Privacy Legislation and CEMs
Privacy legislation exists throughout Canada. It prevents anyone from using personal information without consent. “Commercial electronic messages” (emails) may not be sent to persons without consent. Corporations need to publish privacy policies and have a privacy officer. Particularly sensitive information includes medical history, banking and financial transactions.
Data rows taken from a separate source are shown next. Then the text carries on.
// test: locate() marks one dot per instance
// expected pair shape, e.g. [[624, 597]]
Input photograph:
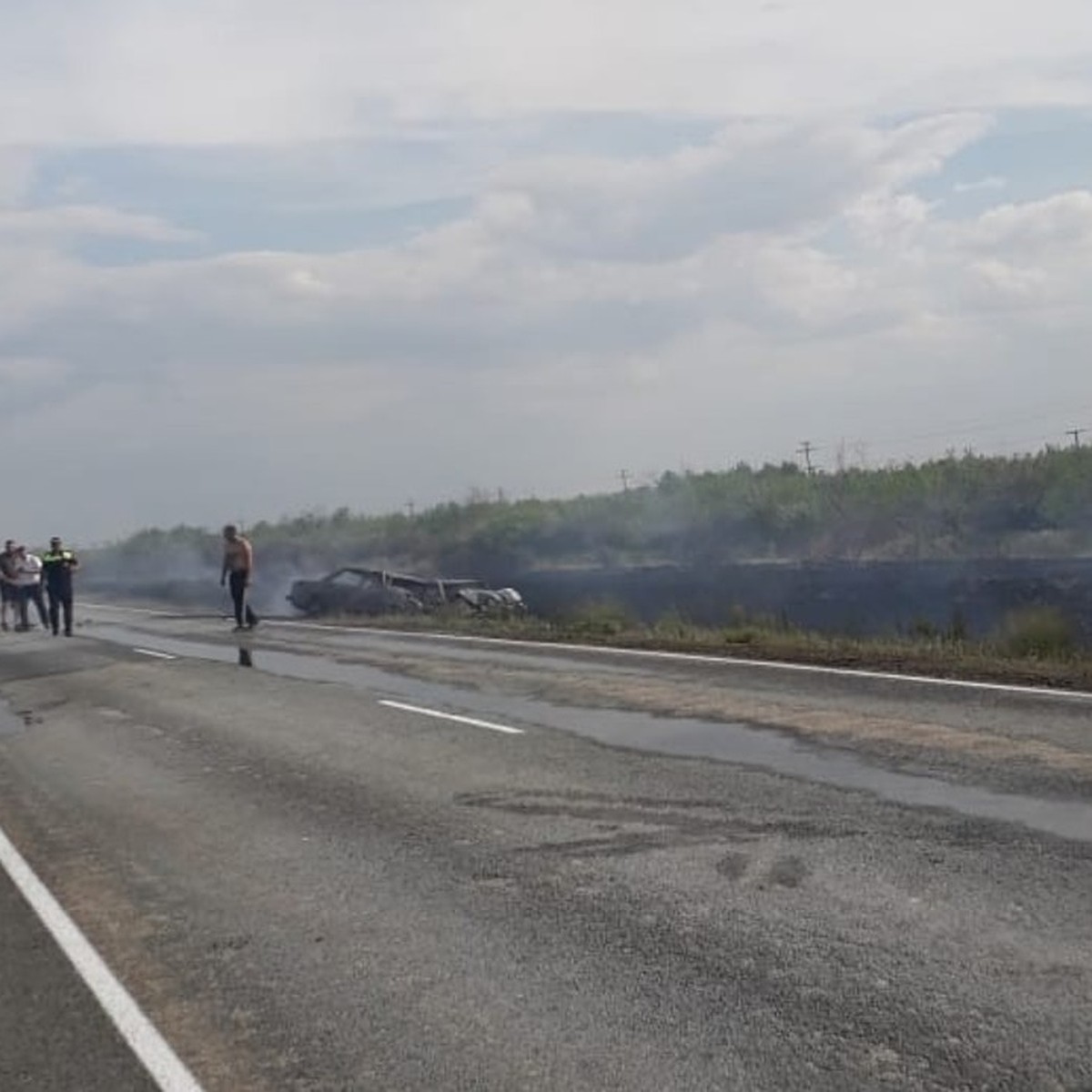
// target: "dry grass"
[[1031, 649]]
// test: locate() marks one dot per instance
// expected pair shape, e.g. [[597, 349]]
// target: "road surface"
[[326, 860]]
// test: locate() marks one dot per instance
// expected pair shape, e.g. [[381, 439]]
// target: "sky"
[[260, 258]]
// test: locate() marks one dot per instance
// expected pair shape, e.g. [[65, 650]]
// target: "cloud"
[[254, 71], [663, 233], [83, 221]]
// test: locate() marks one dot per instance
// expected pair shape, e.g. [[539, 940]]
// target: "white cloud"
[[263, 71], [83, 221], [790, 276]]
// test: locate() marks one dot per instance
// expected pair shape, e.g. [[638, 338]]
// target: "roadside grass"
[[1033, 647]]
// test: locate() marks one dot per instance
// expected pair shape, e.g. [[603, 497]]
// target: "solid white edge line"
[[452, 716], [157, 655], [693, 658], [151, 1048]]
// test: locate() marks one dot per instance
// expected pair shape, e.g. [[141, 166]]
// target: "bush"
[[1038, 633], [602, 618]]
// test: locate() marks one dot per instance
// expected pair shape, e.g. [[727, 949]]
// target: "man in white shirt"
[[28, 585]]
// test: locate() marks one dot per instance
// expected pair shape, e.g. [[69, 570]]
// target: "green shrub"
[[601, 618], [1038, 633]]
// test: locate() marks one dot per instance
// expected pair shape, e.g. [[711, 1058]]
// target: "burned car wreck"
[[359, 591]]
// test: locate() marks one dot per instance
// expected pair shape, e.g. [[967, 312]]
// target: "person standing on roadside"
[[28, 583], [57, 568], [9, 593], [238, 569]]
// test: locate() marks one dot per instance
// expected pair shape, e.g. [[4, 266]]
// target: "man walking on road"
[[239, 568], [57, 568], [9, 593], [28, 584]]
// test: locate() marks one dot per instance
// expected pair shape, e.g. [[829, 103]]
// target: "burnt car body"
[[355, 591], [500, 601], [358, 591]]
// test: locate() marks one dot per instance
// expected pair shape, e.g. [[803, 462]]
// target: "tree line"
[[959, 506]]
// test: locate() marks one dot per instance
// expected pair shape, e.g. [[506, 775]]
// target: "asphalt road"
[[374, 862]]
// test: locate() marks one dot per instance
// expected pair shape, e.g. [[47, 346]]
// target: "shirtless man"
[[238, 571]]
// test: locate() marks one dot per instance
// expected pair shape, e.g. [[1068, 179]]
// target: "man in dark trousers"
[[58, 565], [239, 569]]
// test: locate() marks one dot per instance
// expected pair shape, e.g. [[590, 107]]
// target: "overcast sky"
[[260, 257]]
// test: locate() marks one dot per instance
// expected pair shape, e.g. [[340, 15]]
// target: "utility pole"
[[805, 449]]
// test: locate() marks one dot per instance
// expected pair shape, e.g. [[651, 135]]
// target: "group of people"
[[27, 579]]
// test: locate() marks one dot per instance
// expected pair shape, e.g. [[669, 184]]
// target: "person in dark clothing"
[[57, 568], [238, 569]]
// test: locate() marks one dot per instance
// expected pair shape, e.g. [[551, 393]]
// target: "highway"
[[319, 858]]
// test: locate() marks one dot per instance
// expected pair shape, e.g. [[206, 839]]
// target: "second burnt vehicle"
[[359, 591]]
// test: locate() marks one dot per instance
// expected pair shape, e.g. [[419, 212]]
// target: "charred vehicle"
[[356, 591]]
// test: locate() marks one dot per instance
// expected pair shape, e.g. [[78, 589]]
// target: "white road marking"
[[157, 655], [452, 716], [693, 658], [153, 1051]]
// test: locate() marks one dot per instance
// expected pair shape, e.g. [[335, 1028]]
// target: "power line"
[[805, 449]]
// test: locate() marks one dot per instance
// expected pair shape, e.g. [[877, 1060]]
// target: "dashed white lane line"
[[153, 1051], [693, 658], [157, 655], [453, 716]]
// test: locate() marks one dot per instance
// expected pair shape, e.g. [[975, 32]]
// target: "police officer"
[[58, 565]]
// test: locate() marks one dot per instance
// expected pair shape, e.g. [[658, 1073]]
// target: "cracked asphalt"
[[667, 882]]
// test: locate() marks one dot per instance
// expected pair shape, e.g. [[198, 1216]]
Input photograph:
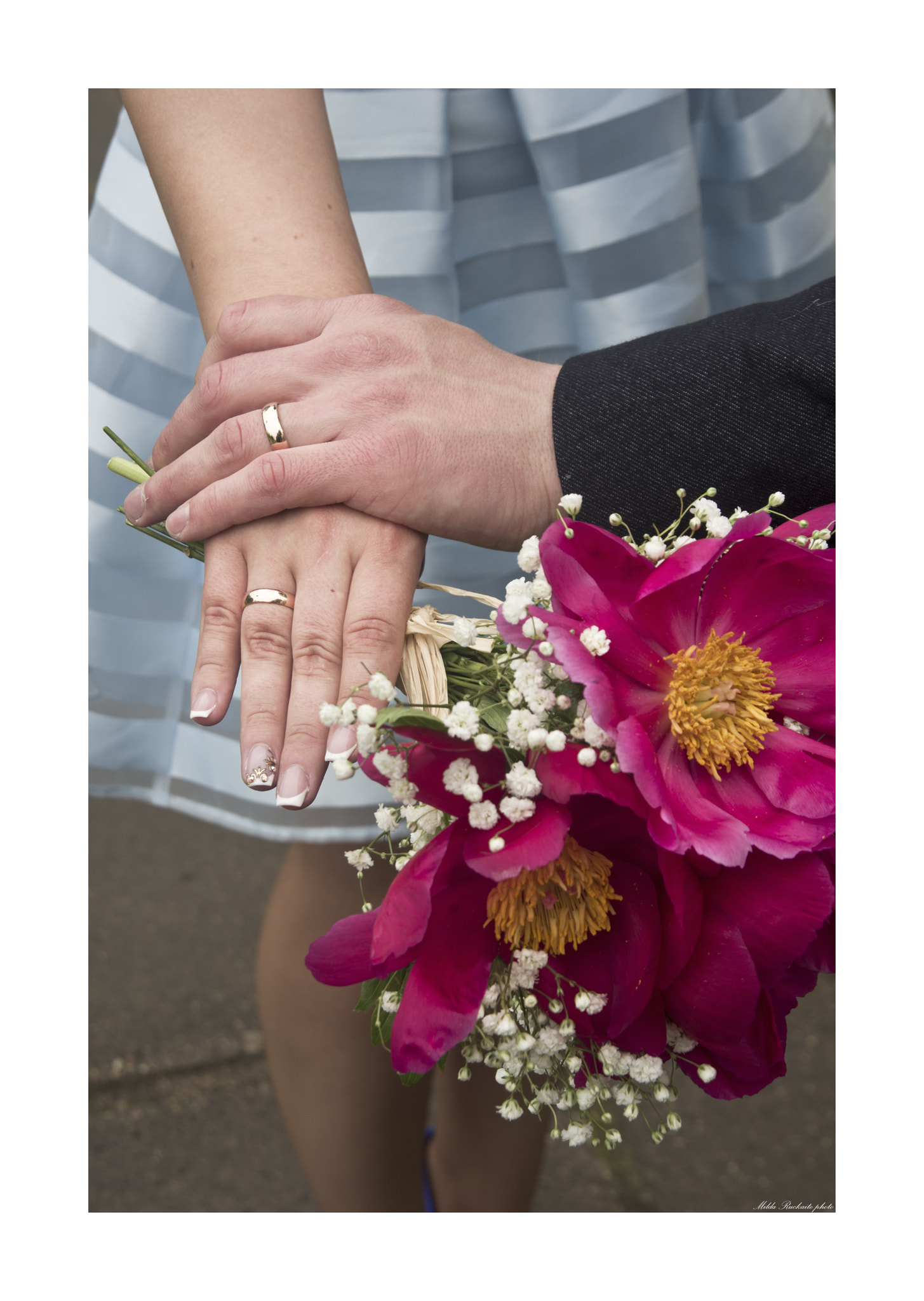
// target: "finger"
[[219, 652], [232, 388], [382, 593], [325, 475], [317, 640], [266, 669], [233, 445], [260, 324]]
Sometimes a consent form can be included in an initial information form.
It is important for a franchisor expanding its system to Canada to engage the services of a Canadian lawyer well-experienced and current in the franchise laws of Canadian provinces and the preparation of the documents mentioned, as well as trademark registration.
PLEASE NOTE: This paper is not to be taken as actual legal advice. It only provides an overview of some of the more important details of expanding a franchise system to Canada. Legal advice will only be given pursuant to a formal engagement letter providing for advice and documents to be prepared for a specific franchise system.
 Statistics provided in CFA’s 2018 Policy Briefing.